Depuis, t’as réussi un autre saut de 21 mètres. Comment t’as vécu le fait de te relancer après un tel impact ?
C’était un peu dur mentalement de se relancer après la dernière chute et de dépasser la peur, même si ce saut-là était vachement plus petit. J’ai réussi à sauter, et c’était un vrai soulagement. J’ai senti que j’avais dépassé une petite étape : la dernière fois je suis tombé – là, j’ai plaqué. Ça m’a bien motivé à continuer comme ça.

Photos : Romuald Manach

Et pour finir : t’as un conseil pour les riders débutants qui veulent se dépasser ?
Le meilleur conseil ? Y aller étape par étape.

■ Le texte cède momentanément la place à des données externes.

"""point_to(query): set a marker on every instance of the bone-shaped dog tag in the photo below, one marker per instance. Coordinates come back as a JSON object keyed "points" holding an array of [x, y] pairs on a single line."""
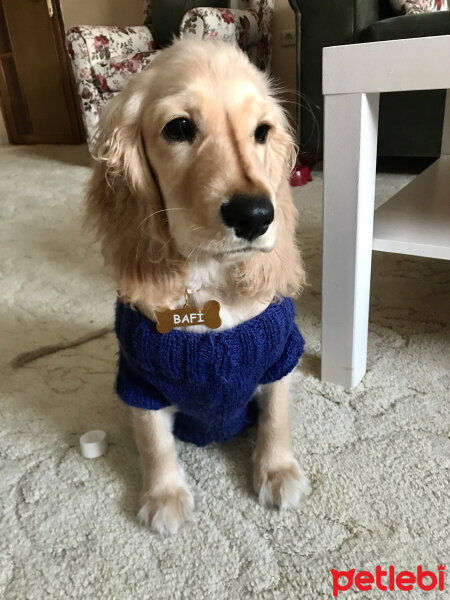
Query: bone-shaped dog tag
{"points": [[187, 316]]}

Tu vas éviter des blessures et des chutes.Faut savoir se faire confiance, croire en soi. Et à un moment donné, faut se lancer. Si tu n’essaies pas, tu ne sauras jamais où sont tes limites.
"Si tu n’essaies pas, tu ne sauras jamais où sont tes limites."
Et pour les plus fous, ceux qui veulent vraiment repousser les limites ?
S’ils sont déjà fous, c’est qu’ils ont ce qu’il faut pour y aller. (rigole) Mais le conseil reste le même : étape par étape. Si tu le sens vraiment, et que c’est un truc un peu fou, entoure-toi des bonnes personnes, et fonce. Ce n’est pas le genre de projet que tu peux faire seul – en tout cas pas moi. T’as besoin d’une sacrée équipe pour construire un truc comme ça. Et au moment du saut, faut pouvoir compter sur les copains.